My Aunt Mary's voice, so much like my grandmother's, filled the car. My dad's tones reflect a melange of Northeast and West Coast. My South-based Aunt Anne has a Connecticut-meets-Confederacy accent. My Aunt Mary, though, is Nutmegger through and through. The entertainment at many a family event has centered around whether the word is pronounced kwohrter or kwahter, for example. Daniel Webster's Connecticut provenance has been invoked on repeated occasions, by those on both sides of the argument.

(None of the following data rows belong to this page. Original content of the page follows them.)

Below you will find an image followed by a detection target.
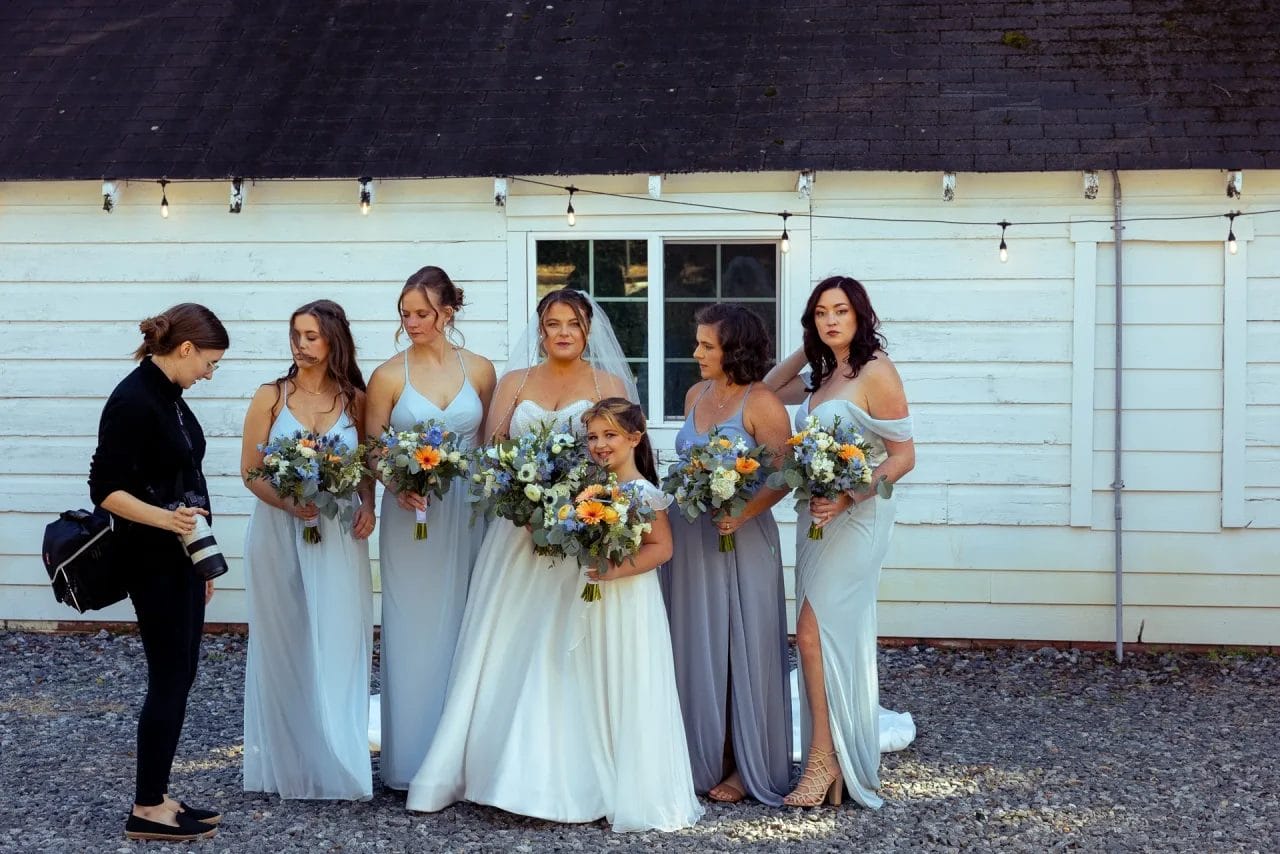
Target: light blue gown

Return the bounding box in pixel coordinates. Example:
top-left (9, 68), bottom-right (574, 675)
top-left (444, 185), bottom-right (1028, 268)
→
top-left (795, 398), bottom-right (914, 809)
top-left (244, 394), bottom-right (374, 800)
top-left (378, 353), bottom-right (484, 790)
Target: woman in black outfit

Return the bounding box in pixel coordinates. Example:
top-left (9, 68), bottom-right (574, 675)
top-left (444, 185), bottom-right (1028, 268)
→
top-left (88, 302), bottom-right (230, 840)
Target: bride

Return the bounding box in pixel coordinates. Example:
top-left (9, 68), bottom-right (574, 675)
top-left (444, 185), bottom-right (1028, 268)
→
top-left (406, 289), bottom-right (700, 830)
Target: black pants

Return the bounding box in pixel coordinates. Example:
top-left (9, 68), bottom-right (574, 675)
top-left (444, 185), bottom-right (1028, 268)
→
top-left (128, 560), bottom-right (205, 807)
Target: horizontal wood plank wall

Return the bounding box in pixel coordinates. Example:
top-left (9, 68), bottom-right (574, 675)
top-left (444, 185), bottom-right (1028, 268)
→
top-left (0, 175), bottom-right (509, 622)
top-left (0, 172), bottom-right (1280, 644)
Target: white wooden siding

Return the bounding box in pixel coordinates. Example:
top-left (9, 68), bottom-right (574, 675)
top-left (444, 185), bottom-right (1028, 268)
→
top-left (0, 172), bottom-right (1280, 644)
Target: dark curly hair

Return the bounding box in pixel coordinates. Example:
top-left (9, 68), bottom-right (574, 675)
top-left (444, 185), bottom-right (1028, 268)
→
top-left (694, 302), bottom-right (773, 385)
top-left (271, 300), bottom-right (365, 420)
top-left (800, 275), bottom-right (888, 392)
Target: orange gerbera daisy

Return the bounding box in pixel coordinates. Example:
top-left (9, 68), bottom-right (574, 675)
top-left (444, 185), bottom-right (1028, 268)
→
top-left (577, 501), bottom-right (605, 525)
top-left (840, 444), bottom-right (867, 462)
top-left (413, 444), bottom-right (444, 471)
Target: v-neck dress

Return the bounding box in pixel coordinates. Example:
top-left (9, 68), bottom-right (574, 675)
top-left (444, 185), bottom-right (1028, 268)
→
top-left (659, 397), bottom-right (791, 807)
top-left (244, 384), bottom-right (374, 800)
top-left (378, 353), bottom-right (484, 790)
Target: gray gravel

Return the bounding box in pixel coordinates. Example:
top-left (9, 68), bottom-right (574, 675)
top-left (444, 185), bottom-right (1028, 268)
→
top-left (0, 631), bottom-right (1280, 854)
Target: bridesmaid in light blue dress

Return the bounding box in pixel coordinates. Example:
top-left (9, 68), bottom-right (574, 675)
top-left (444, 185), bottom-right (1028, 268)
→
top-left (365, 266), bottom-right (494, 790)
top-left (241, 300), bottom-right (374, 800)
top-left (767, 277), bottom-right (915, 809)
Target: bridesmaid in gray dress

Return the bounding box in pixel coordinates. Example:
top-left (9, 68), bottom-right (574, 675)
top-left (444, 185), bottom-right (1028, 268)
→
top-left (767, 275), bottom-right (915, 809)
top-left (659, 303), bottom-right (791, 807)
top-left (366, 266), bottom-right (495, 790)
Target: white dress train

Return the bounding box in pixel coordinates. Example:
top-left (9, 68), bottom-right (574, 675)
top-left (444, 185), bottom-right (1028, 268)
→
top-left (406, 401), bottom-right (701, 831)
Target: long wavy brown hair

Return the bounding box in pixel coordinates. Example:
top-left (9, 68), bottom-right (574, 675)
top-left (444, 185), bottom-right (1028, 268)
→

For all the affection and laughter that my small East Coast extended family shares when we are together, it's rare that we actually are together. There are kids. There have been health problems. So a phone call out of the blue always triggers a tiny moment of alarm and the hope that all is well with everyone. Then, more often than not, we learn that Relative A has called Relative B in search of the lyrics of a novelty song circa 1955, family lore from three generations back, confirmation of an obscure fact, or a pun that's so bad it must be shared.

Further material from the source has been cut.